Point de vue des partisans#
- Le projet de loi semble destiné à accroître la surveillance indépendante des enfants détenus en matière d'immigration et à promouvoir leur bien-être.
- Il pourrait améliorer la transparence en créant un système de données public, régulièrement mis à jour sur les placements des enfants et les durées de séjour.
- La surveillance régulière, les enquêtes et le pouvoir de recommander des actions contractuelles pourraient réduire les abus, la négligence ou les mauvaises conditions dans les établissements.
- Les bureaux régionaux et un comité consultatif d'experts pourraient apporter une expertise en matière de protection de l'enfance et médicale au travail de surveillance.
- La coordination avec le DHS et un examen formel par le Contrôleur général pourraient améliorer le partage d'informations entre agences et la réactivité.

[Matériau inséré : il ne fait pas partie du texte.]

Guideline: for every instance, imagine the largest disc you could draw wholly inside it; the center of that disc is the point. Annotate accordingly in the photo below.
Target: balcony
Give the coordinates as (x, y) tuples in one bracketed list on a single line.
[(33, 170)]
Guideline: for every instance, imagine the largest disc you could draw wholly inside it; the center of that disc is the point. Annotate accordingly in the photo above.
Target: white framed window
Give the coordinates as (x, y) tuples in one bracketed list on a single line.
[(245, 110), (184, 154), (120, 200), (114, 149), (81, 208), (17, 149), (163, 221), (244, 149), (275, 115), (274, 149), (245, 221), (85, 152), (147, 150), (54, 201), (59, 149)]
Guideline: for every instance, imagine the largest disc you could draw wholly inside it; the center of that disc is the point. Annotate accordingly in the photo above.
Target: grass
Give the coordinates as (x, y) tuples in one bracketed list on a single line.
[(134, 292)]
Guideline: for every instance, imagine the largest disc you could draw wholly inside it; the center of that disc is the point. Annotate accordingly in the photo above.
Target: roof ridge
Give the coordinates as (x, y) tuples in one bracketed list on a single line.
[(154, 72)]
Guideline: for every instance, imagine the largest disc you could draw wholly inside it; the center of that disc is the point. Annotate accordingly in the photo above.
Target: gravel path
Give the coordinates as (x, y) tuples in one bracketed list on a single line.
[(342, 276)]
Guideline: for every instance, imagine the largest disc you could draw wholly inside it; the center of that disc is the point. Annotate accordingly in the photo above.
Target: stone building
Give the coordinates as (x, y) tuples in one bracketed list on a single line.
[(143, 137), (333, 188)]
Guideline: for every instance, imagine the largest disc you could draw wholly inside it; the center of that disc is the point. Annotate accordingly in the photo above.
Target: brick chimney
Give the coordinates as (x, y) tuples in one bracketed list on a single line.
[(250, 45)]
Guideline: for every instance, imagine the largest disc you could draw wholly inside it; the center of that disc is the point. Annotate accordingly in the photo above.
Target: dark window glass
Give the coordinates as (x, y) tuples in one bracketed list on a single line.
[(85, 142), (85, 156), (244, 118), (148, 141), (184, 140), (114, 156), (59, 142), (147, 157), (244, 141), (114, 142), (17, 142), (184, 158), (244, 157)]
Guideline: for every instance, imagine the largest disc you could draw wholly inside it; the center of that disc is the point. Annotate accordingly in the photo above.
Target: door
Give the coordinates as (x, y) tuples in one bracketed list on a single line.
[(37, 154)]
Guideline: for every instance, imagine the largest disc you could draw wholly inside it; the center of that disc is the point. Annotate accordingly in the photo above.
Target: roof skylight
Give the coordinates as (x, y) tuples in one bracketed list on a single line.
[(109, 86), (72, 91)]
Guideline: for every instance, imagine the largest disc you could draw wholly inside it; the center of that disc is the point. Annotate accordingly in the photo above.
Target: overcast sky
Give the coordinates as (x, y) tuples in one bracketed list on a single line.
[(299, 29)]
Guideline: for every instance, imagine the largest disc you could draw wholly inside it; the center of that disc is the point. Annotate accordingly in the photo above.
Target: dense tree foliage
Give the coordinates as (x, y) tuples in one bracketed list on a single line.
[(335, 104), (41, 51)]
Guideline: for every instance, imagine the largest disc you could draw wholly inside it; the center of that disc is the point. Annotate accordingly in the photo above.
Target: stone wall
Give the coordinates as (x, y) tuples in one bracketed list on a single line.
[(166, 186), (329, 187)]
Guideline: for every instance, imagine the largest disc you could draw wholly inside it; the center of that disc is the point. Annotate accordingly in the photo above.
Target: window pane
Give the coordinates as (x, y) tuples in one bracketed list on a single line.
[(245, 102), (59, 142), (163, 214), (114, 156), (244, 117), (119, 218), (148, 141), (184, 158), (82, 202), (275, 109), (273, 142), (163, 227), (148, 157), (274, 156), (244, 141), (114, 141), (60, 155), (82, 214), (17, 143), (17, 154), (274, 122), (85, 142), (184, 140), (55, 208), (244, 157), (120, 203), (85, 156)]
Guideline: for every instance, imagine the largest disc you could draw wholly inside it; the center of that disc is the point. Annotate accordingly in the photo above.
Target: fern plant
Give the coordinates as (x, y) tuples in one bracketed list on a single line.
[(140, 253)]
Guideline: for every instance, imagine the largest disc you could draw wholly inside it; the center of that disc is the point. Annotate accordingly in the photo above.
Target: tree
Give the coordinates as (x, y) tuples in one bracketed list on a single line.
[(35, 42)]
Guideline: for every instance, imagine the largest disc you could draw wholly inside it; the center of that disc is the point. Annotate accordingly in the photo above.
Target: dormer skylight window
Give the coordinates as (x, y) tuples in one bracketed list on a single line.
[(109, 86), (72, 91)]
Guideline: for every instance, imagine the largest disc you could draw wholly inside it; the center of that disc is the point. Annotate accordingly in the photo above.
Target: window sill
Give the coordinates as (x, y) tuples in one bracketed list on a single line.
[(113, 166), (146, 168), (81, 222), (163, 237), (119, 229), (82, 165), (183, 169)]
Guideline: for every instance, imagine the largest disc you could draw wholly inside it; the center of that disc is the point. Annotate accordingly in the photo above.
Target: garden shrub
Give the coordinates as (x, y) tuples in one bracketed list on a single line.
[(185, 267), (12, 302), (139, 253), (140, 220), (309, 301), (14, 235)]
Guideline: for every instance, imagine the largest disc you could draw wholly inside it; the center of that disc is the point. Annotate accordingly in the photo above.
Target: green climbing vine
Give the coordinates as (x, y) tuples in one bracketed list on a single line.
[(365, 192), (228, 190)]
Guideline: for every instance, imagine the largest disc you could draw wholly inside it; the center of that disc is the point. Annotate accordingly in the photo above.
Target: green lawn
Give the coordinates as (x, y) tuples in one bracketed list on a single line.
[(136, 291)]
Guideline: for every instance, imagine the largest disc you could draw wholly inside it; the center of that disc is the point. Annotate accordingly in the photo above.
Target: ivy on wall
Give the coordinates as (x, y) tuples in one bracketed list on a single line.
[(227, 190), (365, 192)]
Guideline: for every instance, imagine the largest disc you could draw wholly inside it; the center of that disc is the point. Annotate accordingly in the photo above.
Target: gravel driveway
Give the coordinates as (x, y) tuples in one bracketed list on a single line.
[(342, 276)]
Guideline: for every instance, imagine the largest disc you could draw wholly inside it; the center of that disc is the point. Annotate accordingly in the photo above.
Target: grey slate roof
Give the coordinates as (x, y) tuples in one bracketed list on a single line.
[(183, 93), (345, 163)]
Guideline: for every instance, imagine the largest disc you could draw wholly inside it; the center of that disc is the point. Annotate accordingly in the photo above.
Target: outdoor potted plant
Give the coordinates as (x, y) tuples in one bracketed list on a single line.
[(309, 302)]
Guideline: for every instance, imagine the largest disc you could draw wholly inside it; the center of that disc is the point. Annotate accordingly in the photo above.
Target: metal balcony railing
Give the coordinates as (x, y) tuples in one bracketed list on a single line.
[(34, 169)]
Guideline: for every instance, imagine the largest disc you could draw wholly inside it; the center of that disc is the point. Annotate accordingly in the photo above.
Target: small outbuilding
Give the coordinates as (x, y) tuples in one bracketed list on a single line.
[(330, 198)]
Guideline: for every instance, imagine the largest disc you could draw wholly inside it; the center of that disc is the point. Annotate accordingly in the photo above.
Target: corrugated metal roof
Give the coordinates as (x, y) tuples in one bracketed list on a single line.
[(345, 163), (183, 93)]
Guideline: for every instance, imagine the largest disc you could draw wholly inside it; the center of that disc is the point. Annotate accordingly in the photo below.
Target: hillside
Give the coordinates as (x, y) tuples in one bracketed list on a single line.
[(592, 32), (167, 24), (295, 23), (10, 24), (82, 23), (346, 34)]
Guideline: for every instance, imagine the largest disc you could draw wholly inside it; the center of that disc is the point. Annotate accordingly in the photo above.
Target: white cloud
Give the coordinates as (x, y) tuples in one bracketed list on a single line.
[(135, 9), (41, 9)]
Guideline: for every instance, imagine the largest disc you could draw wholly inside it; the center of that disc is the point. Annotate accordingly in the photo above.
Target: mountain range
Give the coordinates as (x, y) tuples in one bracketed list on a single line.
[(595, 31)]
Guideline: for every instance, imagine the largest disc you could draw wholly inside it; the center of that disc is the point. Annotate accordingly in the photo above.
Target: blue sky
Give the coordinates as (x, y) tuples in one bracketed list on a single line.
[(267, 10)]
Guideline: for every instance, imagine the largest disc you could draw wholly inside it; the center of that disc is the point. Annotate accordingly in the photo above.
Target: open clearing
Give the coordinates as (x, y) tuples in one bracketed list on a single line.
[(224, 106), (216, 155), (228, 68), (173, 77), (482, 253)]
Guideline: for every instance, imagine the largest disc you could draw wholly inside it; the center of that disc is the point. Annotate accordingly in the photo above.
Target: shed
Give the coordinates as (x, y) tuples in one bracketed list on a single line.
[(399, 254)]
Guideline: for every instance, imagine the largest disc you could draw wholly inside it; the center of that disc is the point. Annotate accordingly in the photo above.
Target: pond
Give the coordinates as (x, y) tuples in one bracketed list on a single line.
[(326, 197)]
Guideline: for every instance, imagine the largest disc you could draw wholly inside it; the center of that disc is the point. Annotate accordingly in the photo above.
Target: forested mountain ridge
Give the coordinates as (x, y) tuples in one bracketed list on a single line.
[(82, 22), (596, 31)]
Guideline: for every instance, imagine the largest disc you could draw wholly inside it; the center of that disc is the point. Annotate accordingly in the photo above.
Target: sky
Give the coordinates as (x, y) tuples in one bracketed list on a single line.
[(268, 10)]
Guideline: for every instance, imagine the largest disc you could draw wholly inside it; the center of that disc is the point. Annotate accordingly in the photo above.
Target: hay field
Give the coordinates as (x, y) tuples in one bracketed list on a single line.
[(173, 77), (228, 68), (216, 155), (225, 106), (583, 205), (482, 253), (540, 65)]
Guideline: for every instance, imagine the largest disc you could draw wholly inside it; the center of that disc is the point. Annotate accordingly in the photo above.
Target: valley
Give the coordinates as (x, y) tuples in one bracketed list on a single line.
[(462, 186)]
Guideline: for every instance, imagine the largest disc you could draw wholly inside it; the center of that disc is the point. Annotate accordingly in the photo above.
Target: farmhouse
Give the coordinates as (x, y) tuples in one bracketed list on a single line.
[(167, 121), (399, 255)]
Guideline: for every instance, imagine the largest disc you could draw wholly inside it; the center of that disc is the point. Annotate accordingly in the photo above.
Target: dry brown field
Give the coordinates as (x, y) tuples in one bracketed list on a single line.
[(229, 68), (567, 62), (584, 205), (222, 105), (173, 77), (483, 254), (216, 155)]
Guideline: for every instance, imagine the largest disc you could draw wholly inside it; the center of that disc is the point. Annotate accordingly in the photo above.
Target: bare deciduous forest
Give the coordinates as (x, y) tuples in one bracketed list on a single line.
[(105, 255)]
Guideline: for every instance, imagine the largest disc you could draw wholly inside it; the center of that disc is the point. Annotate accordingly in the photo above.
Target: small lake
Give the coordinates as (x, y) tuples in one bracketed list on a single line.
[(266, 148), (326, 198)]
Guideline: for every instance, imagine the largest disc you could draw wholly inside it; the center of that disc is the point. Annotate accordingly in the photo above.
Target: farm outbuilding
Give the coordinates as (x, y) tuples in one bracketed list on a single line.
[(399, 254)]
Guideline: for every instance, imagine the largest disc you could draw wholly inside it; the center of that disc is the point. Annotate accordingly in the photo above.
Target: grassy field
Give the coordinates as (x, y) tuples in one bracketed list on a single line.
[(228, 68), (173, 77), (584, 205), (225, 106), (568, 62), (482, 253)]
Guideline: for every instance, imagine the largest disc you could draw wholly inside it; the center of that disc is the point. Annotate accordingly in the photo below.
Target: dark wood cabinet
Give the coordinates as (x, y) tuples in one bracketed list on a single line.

Point de vue des opposants#
- Le projet de loi n'inclut pas d'affectation de fonds ou d'estimations fiscales dans le texte, il n'est donc pas clair comment le Bureau et les systèmes de données seraient financés ou à quelle vitesse ils pourraient être dotés en personnel.
- Il n'est pas clair comment les recommandations de l'Ombudsman (par exemple, pour annuler des contrats de l'ORR) seraient appliquées si l'ORR ou le DHS n'agissent pas.
- Le pouvoir d'assignation à comparaître nécessite l'approbation du secrétaire du HHS, ce qui pourrait limiter l'indépendance du Bureau ou retarder les enquêtes.
- Le projet de loi interdit l'utilisation des données collectées à des fins d'immigration ou d'application de la loi ; cela soulève des questions sur la manière dont les cas impliquant des préoccupations de sécurité criminelle seraient traités en pratique.
- Les règles de confidentialité exigent la dé-identification, mais le projet de loi ne précise pas les méthodes ; il n'est pas clair si les données publiées mensuellement pourraient permettre la ré-identification d'individus dans de petits groupes ou lieux.
- Les exigences opérationnelles—telles que les visites mensuelles sur place dans tous les établissements d'afflux et non agréés et un délai de conformité de 7 jours pour les assignations à comparaître—pourraient être difficiles à respecter en pratique et pourraient mettre à rude épreuve le personnel et les ressources.
- Le projet de loi chevauche des organes de surveillance existants (Inspecteurs généraux, surveillants judiciaires sous Flores) ; la répartition des responsabilités et le potentiel de duplication des efforts ne sont pas entièrement précisés.